The Amnesty International report was based on interviews with more than 40 former captives who were among hundreds of women and girls from the Yazidi religious minority captured by Islamic State fighters in early August when the militants overran their hometown of Sinjar, Iraq.
Hundreds were killed in the attack, and tens of thousands were either stranded in nearby Mount Sinjar or fled mostly to the Kurdish-held parts of northern Iraq.
The London-based group said the captives, including girls aged 10 to 12, faced torture, rape, forced marriage and were “sold” or given as “gifts” to Islamic State fighters or their supporters in militant-held areas in Iraq and Syria.
“Hundreds of Yazidi women and girls have had their lives shattered by the horrors of sexual violence and sexual slavery in IS captivity,” Amnesty’s senior crisis response adviser Donatella Rovera said in a statement.
“Many of those held as sexual slaves are children — girls aged 14, 15 or even younger,” Rovera added.
Fearful of rape, some captives committed suicide — like 19-year old Jilan, according to her brother and one of the 20 girls who were with her.
“One day we were given clothes that looked like dance costumes and were told to bathe and wear those clothes,” the girl was quoted in the report as saying.
“Jilan killed herself in the bathroom. She cut her wrists and hanged herself. She was very beautiful; I think she knew she was going to be taken away by a man and that is why she killed herself,” added the girl who was among those who later escaped.
The Yazidis are a centuries-old religious minority viewed as apostates by extremists in Iraq. They have suffered religious persecution for generations because of their beliefs, which include some elements similar to Christianity, Judaism and other ancient religions. Many Muslims consider them devil worshippers, an accusation that Yazidis dispute.

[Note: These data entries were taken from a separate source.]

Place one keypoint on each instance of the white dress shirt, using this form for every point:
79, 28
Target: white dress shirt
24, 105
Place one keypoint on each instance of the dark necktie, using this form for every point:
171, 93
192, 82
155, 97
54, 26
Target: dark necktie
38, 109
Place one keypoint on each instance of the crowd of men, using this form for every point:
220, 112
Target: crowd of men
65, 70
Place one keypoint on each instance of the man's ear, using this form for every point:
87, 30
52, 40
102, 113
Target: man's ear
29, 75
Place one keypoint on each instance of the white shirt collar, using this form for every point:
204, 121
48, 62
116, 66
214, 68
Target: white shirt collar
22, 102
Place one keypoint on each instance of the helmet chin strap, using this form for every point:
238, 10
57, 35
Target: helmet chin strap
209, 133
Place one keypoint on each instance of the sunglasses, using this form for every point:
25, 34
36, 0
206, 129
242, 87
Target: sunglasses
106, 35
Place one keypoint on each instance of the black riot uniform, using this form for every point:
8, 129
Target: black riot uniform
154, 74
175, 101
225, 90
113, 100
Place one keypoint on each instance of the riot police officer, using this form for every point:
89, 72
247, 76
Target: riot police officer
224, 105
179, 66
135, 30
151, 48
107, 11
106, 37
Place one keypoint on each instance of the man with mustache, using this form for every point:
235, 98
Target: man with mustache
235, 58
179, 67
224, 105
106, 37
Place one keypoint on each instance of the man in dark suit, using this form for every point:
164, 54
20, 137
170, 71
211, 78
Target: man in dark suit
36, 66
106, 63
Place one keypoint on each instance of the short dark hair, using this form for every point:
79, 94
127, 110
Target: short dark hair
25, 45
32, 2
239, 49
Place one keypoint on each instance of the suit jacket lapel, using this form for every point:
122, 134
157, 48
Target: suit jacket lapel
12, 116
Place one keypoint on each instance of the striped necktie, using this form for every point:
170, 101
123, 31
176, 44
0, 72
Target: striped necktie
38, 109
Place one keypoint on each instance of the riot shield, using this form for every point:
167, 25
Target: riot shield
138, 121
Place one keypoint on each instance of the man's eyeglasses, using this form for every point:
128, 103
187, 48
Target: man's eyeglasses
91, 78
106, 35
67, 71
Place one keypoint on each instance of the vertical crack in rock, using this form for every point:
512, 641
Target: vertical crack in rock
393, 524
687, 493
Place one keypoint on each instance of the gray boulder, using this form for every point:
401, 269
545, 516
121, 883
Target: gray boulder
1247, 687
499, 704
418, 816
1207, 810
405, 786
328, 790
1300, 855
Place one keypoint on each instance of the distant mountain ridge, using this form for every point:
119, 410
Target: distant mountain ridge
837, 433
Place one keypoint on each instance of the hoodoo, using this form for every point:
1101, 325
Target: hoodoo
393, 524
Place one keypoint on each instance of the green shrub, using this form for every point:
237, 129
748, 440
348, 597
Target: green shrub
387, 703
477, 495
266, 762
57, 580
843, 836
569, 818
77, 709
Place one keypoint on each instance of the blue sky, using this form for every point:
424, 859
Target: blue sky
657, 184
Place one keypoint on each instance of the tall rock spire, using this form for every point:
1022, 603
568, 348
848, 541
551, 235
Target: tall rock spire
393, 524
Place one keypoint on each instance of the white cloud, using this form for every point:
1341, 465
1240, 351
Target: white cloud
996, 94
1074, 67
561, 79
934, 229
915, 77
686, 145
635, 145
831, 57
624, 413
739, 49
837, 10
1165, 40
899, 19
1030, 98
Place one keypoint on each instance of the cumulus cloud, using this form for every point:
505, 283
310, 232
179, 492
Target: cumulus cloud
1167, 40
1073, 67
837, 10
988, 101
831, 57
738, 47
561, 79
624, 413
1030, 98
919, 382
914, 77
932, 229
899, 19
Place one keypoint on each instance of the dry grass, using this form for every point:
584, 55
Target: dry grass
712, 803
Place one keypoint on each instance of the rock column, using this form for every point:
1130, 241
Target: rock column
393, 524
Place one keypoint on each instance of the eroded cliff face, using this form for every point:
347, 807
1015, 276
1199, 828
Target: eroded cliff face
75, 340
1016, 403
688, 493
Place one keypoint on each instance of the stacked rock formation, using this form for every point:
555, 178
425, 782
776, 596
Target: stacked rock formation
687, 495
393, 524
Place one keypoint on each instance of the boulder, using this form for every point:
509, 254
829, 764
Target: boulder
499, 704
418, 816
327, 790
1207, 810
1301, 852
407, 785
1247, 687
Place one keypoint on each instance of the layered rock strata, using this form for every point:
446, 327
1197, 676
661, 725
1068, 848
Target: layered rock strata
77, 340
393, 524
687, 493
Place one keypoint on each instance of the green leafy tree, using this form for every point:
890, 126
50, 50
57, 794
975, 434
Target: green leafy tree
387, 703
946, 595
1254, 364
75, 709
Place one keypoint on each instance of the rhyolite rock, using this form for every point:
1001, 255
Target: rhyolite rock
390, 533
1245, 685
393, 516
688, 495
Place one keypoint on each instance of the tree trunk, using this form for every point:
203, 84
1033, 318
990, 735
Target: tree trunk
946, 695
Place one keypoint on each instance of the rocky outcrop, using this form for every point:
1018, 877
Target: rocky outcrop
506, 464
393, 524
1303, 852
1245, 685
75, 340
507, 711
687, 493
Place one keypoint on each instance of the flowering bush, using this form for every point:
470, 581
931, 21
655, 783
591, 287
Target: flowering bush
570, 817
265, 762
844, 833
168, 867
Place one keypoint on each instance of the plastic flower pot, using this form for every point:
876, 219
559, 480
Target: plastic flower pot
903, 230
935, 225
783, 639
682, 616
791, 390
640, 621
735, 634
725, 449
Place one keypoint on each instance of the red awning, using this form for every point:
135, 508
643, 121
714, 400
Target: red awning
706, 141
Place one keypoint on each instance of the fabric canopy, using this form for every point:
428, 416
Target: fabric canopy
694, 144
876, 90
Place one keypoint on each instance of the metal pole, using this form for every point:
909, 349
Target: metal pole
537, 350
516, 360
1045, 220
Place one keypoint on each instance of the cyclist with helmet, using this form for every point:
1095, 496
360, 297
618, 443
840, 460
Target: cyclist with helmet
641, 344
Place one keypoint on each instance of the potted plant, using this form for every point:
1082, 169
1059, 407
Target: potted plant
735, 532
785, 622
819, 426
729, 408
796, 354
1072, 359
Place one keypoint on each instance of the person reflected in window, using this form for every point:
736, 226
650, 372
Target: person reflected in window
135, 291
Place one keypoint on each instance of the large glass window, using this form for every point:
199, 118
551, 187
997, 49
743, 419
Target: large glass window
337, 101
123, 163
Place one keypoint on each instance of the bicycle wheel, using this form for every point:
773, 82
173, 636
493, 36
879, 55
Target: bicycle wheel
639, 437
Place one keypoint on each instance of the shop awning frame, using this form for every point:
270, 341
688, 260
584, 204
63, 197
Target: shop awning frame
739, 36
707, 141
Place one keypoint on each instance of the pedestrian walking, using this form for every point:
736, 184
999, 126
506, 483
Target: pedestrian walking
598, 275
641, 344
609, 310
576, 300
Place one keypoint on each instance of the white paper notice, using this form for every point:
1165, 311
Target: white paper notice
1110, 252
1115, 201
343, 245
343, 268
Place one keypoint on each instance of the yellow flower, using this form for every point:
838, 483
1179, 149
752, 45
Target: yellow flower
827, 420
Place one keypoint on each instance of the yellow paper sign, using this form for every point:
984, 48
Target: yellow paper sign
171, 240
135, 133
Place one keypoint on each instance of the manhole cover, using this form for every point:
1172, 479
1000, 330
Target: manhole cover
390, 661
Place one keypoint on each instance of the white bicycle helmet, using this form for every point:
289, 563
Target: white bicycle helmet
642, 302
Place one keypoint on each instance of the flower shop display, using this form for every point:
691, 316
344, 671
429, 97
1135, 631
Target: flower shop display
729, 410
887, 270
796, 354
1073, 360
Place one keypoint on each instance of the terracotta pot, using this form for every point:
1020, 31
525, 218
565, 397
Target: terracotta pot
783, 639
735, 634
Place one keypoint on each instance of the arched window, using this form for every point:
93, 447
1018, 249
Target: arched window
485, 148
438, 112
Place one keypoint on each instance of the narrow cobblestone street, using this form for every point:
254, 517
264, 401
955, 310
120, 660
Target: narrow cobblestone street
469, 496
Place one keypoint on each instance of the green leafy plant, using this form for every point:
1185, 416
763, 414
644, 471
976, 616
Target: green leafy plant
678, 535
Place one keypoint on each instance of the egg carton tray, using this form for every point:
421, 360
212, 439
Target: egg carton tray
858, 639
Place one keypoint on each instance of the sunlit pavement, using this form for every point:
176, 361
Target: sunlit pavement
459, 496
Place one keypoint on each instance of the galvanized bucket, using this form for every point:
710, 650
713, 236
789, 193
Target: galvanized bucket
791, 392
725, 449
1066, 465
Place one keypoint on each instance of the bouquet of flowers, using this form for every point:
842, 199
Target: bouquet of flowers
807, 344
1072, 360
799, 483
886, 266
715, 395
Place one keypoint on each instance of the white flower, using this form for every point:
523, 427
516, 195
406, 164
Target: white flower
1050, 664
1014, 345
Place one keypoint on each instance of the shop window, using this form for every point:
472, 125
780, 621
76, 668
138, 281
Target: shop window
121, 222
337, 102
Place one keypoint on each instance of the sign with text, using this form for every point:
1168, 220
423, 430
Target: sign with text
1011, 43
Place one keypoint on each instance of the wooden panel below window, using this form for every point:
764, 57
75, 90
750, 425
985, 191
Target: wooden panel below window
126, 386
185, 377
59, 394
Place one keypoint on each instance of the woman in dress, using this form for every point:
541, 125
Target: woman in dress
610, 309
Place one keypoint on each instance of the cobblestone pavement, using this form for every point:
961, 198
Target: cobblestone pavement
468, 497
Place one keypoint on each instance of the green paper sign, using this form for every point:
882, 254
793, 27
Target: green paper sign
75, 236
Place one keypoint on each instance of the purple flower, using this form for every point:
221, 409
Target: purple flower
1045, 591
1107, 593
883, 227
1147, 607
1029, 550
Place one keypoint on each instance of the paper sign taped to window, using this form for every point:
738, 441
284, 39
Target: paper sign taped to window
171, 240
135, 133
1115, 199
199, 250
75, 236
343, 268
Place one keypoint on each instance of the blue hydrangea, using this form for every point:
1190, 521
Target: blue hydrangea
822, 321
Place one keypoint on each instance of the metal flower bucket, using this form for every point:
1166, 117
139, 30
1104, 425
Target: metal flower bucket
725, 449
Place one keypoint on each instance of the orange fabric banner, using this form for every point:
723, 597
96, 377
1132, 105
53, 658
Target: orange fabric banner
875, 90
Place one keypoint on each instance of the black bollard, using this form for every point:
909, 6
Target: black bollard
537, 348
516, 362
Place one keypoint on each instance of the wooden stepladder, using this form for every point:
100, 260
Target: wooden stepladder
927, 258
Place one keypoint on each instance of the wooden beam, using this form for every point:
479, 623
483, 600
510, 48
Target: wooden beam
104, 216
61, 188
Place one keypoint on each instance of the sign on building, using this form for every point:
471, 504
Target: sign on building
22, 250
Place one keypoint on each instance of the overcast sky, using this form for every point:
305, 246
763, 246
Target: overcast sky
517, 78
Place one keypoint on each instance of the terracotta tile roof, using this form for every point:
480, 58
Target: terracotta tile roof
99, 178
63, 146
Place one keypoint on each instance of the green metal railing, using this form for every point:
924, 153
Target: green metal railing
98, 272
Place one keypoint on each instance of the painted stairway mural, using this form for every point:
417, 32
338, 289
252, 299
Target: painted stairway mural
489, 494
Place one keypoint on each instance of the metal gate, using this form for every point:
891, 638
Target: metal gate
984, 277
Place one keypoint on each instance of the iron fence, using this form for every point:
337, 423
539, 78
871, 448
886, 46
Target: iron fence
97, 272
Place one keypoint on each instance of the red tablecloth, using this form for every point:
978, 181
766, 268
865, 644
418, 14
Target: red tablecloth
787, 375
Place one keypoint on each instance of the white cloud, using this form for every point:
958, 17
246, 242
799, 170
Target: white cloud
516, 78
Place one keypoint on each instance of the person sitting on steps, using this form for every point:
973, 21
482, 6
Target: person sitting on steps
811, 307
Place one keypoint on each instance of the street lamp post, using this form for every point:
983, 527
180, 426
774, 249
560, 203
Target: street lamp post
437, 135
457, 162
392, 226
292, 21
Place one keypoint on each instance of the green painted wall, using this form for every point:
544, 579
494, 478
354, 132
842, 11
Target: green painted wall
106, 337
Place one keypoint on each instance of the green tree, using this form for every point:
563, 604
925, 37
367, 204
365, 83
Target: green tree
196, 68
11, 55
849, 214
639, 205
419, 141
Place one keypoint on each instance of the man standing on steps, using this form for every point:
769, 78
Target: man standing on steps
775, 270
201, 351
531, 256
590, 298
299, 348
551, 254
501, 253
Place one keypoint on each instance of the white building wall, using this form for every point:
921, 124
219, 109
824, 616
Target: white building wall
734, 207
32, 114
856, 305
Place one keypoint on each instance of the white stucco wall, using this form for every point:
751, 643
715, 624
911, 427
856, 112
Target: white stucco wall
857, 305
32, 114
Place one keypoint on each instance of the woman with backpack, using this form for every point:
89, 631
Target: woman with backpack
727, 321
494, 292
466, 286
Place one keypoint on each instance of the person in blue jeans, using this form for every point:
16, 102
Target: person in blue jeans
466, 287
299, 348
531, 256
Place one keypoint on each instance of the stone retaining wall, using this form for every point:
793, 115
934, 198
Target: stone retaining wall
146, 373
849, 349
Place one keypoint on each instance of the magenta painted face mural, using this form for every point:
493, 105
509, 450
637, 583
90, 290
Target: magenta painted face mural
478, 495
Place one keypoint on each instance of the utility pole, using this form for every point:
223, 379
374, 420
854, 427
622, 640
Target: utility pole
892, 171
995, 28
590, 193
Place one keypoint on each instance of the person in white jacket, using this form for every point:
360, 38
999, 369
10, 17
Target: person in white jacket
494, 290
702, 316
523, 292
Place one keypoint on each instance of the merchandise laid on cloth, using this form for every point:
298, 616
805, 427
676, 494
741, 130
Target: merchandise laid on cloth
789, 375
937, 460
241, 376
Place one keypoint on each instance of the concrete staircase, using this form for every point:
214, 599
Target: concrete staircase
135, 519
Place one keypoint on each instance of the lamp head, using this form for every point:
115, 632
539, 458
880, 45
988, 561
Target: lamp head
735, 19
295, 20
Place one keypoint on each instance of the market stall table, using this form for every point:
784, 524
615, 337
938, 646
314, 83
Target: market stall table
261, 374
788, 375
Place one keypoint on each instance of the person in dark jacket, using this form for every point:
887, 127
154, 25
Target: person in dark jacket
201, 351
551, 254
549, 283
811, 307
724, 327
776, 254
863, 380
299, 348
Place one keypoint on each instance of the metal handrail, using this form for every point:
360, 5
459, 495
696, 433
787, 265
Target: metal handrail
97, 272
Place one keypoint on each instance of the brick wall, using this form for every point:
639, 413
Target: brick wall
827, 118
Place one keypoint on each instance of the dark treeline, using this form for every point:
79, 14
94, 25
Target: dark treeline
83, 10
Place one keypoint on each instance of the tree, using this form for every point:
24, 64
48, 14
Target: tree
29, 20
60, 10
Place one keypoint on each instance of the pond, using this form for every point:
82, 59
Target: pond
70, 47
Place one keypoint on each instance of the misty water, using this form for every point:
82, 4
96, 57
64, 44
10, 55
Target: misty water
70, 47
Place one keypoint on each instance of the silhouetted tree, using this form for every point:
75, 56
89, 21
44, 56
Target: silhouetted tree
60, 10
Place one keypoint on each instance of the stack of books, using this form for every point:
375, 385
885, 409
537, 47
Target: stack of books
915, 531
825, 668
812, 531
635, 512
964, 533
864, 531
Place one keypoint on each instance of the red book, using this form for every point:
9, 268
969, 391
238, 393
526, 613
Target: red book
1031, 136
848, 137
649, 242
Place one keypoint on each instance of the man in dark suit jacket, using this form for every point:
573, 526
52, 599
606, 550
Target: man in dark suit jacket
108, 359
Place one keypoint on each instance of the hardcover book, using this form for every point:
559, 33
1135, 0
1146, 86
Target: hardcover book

The June onslaught by the Islamic State group, formerly known as the Islamic State of Iraq and the Levant, stunned Iraqi security forces and the military, which melted away and withdrew as the extremists advanced, capturing key cities and towns in the country’s north. The militants targeted Iraq’s indigenous religious minorities, including Christians and Yazidis, forcing tens of thousands from their homes.
Since then, the Islamic State has carved out a self-styled caliphate in the large area straddling the Iraqi-Syrian border that it now controls.
The US launched airstrikes in early August on the militant-held areas in Iraq, in an effort to help the Iraqi forces fight back against the growing militant threat. Since then, some progress has been made on the ground by government forces, Kurdish fighters and Shiite militias.